COUNT is the most frequently used aggregate function. COUNT(*) counts every row in the group, including rows with NULL values. COUNT(column) counts only non-NULL values in that column. COUNT(DISTINCT column) counts unique non-NULL values. Understanding these three variants is essential for accurate reporting.

COUNT is often combined with GROUP BY to produce per-group tallies — for example, the number of orders per customer or the number of products per category. Without GROUP BY, COUNT collapses the entire table into a single summary row.

Because COUNT(*) includes NULLs and COUNT(column) excludes them, the two can return different numbers for the same table. This difference is not a bug; it is a tool. When you specifically want to know how many rows have a value in a nullable column, COUNT(column) is the right choice.

Syntax

-- Count all rows
SELECT COUNT(*) FROM orders;

-- Count non-NULL values
SELECT COUNT(phone) FROM customers;

-- Count distinct values
SELECT COUNT(DISTINCT category) FROM products;

-- Count per group
SELECT category, COUNT(*) AS product_count
FROM products
GROUP BY category;

Practical Example

Using the ecommerce schema (customers, orders, order_items, products)

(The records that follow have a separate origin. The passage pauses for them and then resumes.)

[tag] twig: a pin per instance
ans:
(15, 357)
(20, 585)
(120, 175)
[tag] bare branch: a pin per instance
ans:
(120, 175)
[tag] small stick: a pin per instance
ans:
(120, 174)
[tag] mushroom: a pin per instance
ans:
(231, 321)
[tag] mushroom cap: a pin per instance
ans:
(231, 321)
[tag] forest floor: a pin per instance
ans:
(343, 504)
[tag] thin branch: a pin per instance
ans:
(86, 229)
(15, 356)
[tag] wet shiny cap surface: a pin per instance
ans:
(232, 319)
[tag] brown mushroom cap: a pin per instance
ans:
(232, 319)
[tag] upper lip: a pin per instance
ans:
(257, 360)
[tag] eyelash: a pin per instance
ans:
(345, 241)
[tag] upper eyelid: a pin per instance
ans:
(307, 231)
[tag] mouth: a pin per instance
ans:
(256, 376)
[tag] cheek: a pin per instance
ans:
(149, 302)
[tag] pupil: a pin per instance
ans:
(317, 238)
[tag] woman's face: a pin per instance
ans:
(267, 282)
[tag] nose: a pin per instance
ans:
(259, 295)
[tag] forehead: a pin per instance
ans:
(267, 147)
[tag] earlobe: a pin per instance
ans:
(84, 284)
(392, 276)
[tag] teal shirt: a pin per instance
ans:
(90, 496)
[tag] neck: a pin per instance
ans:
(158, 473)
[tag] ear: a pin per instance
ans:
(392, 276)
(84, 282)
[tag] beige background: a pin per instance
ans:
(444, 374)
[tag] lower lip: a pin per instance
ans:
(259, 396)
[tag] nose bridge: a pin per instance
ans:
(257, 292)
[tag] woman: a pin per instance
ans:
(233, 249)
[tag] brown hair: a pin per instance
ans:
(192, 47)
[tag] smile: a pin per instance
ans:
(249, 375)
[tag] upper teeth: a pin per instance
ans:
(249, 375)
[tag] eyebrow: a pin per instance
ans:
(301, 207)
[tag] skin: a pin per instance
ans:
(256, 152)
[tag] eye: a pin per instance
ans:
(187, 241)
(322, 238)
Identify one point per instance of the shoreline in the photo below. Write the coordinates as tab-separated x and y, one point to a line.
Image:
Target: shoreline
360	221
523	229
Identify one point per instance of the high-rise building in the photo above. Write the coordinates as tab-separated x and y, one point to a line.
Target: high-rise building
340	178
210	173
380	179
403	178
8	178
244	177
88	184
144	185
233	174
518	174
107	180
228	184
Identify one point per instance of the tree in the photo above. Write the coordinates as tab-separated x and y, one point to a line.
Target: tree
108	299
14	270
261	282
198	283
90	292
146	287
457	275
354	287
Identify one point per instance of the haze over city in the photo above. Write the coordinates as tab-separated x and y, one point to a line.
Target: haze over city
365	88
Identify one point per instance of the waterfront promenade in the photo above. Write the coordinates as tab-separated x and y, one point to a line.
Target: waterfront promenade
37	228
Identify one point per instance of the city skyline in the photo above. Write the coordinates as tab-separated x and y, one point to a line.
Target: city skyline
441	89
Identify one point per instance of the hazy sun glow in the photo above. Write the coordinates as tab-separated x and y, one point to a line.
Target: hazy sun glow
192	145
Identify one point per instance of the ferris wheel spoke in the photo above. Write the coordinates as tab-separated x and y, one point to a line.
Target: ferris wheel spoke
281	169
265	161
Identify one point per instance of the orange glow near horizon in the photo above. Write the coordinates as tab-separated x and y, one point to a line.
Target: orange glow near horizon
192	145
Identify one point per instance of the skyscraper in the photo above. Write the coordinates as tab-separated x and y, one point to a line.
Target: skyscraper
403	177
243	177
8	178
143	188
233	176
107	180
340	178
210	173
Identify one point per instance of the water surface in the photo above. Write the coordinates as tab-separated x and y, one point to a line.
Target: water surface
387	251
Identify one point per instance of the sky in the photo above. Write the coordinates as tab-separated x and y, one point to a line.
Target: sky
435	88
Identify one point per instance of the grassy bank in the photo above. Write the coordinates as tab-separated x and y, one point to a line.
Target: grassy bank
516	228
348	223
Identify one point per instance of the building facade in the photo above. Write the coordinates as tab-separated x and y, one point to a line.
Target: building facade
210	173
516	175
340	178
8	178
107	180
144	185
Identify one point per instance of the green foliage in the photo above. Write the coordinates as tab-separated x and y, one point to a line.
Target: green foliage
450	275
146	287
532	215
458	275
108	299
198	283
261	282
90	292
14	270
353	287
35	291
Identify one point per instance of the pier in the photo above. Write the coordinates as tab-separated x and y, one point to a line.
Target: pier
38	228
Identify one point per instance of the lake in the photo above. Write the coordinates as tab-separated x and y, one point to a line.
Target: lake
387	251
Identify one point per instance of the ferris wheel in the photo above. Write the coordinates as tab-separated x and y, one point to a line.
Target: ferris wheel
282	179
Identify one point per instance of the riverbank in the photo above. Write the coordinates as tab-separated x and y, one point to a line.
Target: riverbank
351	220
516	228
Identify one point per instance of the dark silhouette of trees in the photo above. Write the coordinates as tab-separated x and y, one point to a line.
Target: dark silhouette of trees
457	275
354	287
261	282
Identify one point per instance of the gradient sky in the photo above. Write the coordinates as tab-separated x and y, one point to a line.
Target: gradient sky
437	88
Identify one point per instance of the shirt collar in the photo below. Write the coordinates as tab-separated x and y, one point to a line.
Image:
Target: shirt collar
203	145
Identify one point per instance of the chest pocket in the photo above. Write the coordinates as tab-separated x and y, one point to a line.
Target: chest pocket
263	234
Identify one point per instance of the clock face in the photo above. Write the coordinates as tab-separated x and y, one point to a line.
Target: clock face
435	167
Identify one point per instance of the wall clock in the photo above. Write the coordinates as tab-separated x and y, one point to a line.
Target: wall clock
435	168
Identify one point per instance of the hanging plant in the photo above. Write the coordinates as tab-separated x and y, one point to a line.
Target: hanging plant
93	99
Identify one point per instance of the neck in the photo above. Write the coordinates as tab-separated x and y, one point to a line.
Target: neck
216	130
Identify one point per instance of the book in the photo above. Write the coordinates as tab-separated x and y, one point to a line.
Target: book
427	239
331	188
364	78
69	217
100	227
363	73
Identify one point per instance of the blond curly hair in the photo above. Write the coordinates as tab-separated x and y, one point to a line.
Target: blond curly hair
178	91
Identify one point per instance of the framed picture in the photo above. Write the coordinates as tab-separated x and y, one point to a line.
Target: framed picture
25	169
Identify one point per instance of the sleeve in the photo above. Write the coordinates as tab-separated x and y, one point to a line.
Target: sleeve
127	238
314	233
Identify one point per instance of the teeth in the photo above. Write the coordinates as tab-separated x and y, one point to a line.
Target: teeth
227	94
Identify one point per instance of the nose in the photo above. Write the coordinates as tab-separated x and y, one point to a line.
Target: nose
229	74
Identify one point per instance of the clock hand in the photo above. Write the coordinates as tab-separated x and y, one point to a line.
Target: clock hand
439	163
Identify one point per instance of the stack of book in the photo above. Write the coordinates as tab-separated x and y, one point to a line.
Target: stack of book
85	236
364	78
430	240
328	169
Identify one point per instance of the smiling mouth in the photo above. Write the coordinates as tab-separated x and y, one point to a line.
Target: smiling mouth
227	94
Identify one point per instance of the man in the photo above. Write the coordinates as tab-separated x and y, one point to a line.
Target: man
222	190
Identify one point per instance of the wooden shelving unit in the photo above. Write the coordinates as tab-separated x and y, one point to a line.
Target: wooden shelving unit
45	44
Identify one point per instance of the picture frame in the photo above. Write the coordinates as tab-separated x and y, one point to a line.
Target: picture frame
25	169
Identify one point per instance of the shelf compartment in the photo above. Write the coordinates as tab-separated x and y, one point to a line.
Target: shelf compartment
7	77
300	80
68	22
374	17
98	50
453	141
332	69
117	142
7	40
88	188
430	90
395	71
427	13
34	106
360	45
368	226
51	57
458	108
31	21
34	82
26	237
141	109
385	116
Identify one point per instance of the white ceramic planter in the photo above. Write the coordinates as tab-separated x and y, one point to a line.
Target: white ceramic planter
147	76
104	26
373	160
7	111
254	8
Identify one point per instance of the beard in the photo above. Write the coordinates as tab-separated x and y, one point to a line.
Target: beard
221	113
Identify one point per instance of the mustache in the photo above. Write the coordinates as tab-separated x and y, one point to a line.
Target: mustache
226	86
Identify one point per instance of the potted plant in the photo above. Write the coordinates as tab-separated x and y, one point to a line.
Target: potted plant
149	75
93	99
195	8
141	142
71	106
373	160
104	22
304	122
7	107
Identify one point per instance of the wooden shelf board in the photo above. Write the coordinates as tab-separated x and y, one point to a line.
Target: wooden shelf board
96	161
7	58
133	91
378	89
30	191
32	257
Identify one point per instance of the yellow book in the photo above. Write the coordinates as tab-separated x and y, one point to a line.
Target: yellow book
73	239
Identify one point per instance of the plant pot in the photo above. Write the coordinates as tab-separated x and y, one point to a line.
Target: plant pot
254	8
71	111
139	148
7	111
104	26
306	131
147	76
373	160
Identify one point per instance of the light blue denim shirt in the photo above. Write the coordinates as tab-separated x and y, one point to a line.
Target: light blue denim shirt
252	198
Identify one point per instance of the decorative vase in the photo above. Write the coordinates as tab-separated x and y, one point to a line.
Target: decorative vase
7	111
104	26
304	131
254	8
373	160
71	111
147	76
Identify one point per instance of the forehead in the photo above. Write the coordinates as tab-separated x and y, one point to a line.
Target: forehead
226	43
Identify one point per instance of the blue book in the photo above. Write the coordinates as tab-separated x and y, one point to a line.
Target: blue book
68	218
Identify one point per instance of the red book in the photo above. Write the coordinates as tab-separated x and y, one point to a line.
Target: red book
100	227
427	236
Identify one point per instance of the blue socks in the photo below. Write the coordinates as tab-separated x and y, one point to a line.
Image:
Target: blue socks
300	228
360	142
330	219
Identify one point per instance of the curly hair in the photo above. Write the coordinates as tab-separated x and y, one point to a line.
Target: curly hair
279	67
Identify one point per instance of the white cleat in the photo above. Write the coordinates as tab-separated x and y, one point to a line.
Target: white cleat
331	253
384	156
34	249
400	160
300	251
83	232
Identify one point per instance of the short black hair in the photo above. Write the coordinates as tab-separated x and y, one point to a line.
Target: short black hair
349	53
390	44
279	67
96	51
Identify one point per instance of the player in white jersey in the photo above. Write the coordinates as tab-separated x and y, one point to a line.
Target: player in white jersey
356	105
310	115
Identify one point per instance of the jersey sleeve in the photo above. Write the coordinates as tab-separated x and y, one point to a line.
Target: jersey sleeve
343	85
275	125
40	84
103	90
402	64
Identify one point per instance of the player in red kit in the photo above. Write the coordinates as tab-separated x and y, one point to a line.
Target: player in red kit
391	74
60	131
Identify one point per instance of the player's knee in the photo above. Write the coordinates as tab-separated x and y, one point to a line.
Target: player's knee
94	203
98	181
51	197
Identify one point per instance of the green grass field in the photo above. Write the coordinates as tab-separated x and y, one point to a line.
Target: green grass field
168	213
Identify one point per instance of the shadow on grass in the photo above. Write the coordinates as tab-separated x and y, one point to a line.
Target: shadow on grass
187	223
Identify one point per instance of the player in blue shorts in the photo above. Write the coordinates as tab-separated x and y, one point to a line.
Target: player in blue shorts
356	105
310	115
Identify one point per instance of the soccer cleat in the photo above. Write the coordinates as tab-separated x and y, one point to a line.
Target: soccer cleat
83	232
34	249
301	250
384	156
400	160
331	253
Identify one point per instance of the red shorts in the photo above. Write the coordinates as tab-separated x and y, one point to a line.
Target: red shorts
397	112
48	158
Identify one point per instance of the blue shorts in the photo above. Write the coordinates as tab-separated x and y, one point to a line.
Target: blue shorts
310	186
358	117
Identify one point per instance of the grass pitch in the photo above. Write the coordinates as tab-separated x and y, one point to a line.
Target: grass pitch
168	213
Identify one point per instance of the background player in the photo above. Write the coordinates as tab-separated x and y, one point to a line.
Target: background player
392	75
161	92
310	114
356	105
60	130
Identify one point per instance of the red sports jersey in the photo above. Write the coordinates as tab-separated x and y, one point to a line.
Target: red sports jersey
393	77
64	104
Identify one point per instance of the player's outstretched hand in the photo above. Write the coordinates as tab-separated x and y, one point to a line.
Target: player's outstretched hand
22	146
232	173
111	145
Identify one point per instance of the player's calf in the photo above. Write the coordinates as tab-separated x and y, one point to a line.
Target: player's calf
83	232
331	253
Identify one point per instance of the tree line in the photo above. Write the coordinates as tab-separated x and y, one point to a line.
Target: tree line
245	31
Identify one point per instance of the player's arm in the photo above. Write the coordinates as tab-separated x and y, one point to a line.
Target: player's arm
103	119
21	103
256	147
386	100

-- How many orders has each customer placed?
SELECT
  c.customer_id,
  c.first_name || ' ' || c.last_name AS customer,
  COUNT(o.order_id) AS order_count
FROM customers c
LEFT JOIN orders o ON o.customer_id = c.customer_id
GROUP BY c.customer_id, c.first_name, c.last_name
ORDER BY order_count DESC;

-- Monthly order volume
SELECT
  DATE_TRUNC('month', order_date) AS month,
  COUNT(*) AS total_orders,
  COUNT(DISTINCT customer_id) AS unique_customers
FROM orders
GROUP BY DATE_TRUNC('month', order_date)
ORDER BY month;

Common Pitfalls & Tips

  • 1COUNT(*) vs COUNT(column): they are NOT interchangeable. COUNT(*) counts all rows; COUNT(column) ignores NULLs. Pick the one that matches your intent.
  • 2When using LEFT JOIN with COUNT, count the right-side column (e.g., COUNT(o.order_id)) not COUNT(*) — otherwise customers with zero orders will show a count of 1.
  • 3COUNT(DISTINCT ...) can be slow on very large tables. Approximate alternatives like HyperLogLog are available in some databases.